Tuesday, January 22, 2013

The Climate Change Endgame

It's a good thing Obama mentioned climate change on Monday, but it's practically too late. The Climate Change Endgame "It is abundantly clear that the target of a 2-degree Celsius limit to climate change was mostly derived from what seemed convenient and doable without any reference to what it really means environmentally. Two degrees is actually too much for ecosystems. Tropical coral reefs are extremely vulnerable to even brief periods of warming. The elevated atmospheric CO2 also has raised the acidity of the oceans, which affects the ability of coral and mollusks such as oysters to build shells and skeletons. A 2-degree world will be one without coral reefs (on which millions of human beings depend for their well-being).

At current global warming of 0.8-0.9 degrees, the fingerprints of climate change can be seen virtually everywhere in nature. The coniferous forests of western North America are currently experiencing massive tree mortality because climate change has tipped the balance in favor of native bark beetles. The Amazon seems to be edging close to dieback in the southern and southeastern portions of the great forest.

At essentially double that current temperature increase, there undoubtedly will be massive extinctions and widespread ecosystem collapse. The difficulty of trying to buffer and manage change will increase exponentially with only small increments of warming.

In addition, the last time the planet was 2 degrees warmer, the oceans were four to six (perhaps eight) meters higher. We may not know how fast that will happen (although it is already occurring more rapidly than initially estimated), but the end point in sea-level rise is not in question. A major portion of humanity lives in coastal areas and small island states that will go under water. The site of the Earth Summit and Rio+20 will disappear under water fairly early on.

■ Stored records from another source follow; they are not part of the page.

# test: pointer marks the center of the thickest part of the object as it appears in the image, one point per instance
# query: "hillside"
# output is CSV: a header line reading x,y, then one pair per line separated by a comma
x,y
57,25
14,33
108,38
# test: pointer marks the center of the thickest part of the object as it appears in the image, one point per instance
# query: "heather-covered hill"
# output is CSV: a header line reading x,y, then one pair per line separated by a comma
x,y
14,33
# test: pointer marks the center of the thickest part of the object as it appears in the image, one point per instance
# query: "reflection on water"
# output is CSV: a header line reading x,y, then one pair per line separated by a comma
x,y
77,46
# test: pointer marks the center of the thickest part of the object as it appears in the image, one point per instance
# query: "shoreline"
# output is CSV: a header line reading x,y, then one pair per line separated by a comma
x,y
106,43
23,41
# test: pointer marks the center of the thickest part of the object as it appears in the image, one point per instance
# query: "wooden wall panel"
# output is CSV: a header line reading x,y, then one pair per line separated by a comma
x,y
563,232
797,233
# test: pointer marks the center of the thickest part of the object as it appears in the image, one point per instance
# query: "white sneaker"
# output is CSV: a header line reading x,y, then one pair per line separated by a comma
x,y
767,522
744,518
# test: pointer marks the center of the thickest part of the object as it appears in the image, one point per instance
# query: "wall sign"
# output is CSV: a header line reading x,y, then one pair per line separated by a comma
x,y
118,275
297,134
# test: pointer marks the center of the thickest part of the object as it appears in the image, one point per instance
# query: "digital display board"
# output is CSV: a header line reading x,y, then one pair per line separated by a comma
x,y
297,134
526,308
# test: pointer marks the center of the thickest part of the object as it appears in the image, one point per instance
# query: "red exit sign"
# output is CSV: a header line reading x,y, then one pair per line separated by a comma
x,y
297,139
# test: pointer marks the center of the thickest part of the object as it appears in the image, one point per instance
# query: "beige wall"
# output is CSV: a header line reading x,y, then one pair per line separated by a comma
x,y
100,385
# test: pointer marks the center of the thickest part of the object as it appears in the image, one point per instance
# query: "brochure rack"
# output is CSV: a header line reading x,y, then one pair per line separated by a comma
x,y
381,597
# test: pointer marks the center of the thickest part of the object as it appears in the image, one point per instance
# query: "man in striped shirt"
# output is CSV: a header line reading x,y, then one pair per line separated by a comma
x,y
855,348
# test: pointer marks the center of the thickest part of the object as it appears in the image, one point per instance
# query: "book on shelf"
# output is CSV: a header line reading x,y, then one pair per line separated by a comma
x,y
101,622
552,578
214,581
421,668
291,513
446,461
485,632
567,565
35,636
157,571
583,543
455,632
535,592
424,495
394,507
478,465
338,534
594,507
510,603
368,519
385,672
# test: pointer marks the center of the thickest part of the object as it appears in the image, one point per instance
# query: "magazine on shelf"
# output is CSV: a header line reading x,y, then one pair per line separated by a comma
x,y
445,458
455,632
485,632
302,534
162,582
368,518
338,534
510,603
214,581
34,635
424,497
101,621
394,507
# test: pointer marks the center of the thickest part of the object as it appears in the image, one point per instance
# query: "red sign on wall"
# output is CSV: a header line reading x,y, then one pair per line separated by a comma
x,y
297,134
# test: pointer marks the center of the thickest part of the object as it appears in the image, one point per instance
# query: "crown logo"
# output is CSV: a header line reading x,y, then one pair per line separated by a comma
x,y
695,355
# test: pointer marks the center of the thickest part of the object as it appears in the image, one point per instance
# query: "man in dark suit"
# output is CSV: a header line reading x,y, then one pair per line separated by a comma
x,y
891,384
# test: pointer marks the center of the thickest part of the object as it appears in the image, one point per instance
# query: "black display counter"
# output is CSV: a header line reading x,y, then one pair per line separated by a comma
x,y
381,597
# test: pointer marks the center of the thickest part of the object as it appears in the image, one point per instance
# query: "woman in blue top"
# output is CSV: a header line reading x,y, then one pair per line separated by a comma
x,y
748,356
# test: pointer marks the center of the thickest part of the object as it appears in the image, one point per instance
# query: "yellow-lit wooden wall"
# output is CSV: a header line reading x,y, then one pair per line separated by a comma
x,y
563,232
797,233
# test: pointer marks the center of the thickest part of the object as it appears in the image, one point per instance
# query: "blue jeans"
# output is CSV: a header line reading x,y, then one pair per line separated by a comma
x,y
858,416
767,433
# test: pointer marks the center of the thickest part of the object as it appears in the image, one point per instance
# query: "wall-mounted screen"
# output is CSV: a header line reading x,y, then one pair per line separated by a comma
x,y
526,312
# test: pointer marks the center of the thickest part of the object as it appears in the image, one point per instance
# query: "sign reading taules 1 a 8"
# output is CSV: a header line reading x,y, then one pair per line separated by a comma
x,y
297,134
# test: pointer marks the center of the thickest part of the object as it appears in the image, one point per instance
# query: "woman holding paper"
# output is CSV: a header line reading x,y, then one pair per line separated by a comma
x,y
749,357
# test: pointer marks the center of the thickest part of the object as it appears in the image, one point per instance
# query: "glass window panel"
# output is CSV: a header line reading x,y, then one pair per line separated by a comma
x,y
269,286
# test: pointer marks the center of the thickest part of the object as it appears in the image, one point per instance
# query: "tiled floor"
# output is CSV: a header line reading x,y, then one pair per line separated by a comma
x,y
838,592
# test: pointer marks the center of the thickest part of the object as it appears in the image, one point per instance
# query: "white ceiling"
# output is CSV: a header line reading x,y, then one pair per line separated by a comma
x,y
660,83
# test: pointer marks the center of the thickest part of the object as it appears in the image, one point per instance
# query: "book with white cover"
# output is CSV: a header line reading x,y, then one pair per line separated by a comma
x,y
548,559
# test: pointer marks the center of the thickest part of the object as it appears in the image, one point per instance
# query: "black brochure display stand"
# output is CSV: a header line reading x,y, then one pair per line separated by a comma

More than a 2-degree increase should be unimaginable. Yet to stop at 2 degrees, global emissions have to peak in 2016. The Carbon Tracker organization has examined fossil-fuel investments around the world (including 1,200 new coal plants) and determined that they would lead to a 6-degree world. A recent World Bank report indicates the bank cannot fulfill its development mission in a 4-degree world. Given what we know about planetary biology, 2 degrees seems nightmarish as it is."

For less hope here's These 14 fossil-fuel projects could make our climate goals impossible. "The International Energy Agency estimates that the world can only burn about a third of its proven oil, gas, and coal reserves to have a good chance of keeping global warming below the 2°C threshold. And according to Ecofys, these 14 projects alone have the potential to burn through 30 percent of those reserves by 2030 — making those climate goals extremely difficult to reach."